Sul global” exige lugar à mesa nas negociações internacionais

Esta cimeira, conhecida agora como Joanesburgo II, sinalizou ao mundo a importância estratégica destas economias, defendendo uma nova forma de alianças diplomáticas e governação internacional.

No seu discurso, Lula da Silva reiterouO que está em jogo aqui não é a pessoa do governo, é o país, é a importância do país(...) Pelo menos com garantia que [o bloco] vai ser tratado em igualdade de condições e não com a prepotência do senhor de engenho contra o escravo”.

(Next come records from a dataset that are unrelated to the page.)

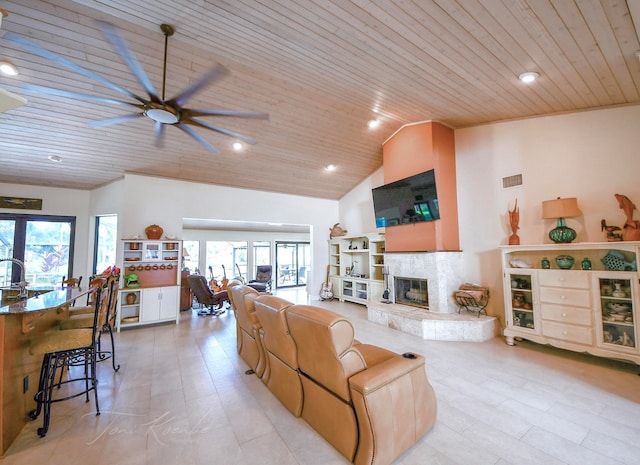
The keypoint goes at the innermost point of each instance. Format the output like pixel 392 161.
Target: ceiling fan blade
pixel 64 62
pixel 159 130
pixel 197 137
pixel 239 114
pixel 113 35
pixel 222 131
pixel 118 119
pixel 215 73
pixel 66 93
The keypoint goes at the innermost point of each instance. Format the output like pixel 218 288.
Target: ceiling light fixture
pixel 8 68
pixel 529 76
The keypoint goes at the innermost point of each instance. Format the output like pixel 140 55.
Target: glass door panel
pixel 521 301
pixel 616 305
pixel 7 234
pixel 293 260
pixel 46 252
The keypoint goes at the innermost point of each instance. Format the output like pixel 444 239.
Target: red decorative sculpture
pixel 514 220
pixel 631 228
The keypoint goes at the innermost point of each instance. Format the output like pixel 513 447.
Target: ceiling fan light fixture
pixel 529 77
pixel 162 115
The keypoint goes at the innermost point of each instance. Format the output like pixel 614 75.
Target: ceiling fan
pixel 156 107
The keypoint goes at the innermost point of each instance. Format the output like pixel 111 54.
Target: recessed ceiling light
pixel 529 76
pixel 8 68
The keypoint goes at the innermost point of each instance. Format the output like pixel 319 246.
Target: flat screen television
pixel 410 200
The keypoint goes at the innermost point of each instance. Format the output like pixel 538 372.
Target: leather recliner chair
pixel 371 404
pixel 248 327
pixel 280 374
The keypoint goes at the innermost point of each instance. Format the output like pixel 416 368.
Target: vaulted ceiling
pixel 321 69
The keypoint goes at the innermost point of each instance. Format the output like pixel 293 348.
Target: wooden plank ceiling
pixel 321 69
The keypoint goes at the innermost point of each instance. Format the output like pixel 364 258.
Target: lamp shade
pixel 560 208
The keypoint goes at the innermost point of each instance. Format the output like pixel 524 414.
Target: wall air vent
pixel 512 181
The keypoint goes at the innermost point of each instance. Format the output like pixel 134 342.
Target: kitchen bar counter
pixel 20 323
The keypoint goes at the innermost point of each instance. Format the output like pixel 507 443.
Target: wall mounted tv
pixel 407 201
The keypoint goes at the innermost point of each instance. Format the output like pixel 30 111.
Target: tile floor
pixel 182 398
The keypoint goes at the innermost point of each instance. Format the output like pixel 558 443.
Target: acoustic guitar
pixel 326 293
pixel 213 284
pixel 240 274
pixel 225 281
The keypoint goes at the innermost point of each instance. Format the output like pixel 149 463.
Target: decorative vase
pixel 565 262
pixel 631 234
pixel 618 292
pixel 131 298
pixel 153 232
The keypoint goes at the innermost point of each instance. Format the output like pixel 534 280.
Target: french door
pixel 293 263
pixel 43 243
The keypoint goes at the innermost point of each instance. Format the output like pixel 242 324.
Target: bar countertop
pixel 44 301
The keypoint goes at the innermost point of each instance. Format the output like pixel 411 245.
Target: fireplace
pixel 440 271
pixel 411 291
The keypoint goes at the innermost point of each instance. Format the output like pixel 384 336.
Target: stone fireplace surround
pixel 443 271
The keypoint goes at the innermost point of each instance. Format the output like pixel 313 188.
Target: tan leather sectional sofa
pixel 369 403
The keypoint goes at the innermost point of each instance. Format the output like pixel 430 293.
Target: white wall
pixel 590 155
pixel 63 202
pixel 356 207
pixel 148 200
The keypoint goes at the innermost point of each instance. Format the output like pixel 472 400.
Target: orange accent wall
pixel 414 149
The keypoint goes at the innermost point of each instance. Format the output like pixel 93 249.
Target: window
pixel 293 261
pixel 261 253
pixel 44 243
pixel 190 256
pixel 225 258
pixel 104 250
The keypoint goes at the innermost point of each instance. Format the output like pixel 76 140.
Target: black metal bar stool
pixel 61 349
pixel 79 318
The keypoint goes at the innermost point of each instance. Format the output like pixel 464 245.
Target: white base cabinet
pixel 356 266
pixel 155 297
pixel 591 307
pixel 159 304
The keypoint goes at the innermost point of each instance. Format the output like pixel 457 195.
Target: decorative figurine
pixel 514 219
pixel 336 231
pixel 631 228
pixel 613 232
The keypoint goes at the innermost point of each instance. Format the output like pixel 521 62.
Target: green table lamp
pixel 560 209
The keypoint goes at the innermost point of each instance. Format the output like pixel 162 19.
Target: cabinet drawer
pixel 564 278
pixel 566 314
pixel 579 334
pixel 563 296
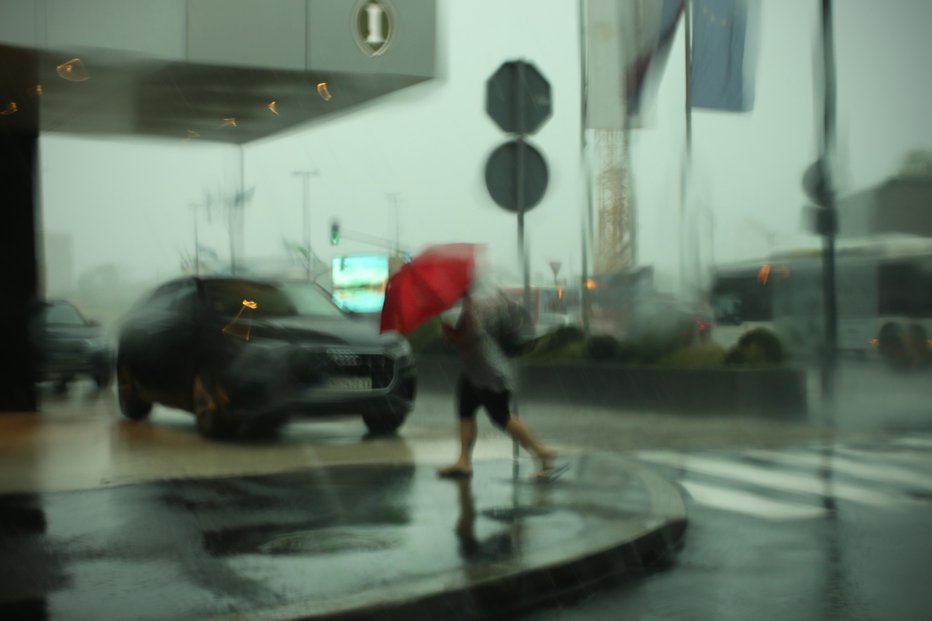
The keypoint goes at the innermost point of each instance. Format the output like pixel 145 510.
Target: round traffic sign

Insistiu na ideia de integrar o Brasil, África do Sul e Índia entre os membros permanentes do Conselho de Segurança da ONU. Neste momento esse órgão das Nações Unidas é composto apenas por EUA, Reino Unido, França, Rússia e China.

Na declaração tornada pública depois da cimeira, também Pequim salientou a reforma das instituições internacionais saídas do sistema de Bretton Woods de forma a conceder mais poder às economias emergentes. Tradicionalmente, o Banco Mundial é presidido por um cidadão norte-americano e o FMI por um europeu.

Alguns analistas salientam que a unidade geopolítica do bloco é enganosa, uma vez que os países membro têm posições distintas face à relação com as democracias ocidentais e relativamente à guerra na Ucrânia, tal como noutros conflitos no Sudão, Haiti ou Palestina.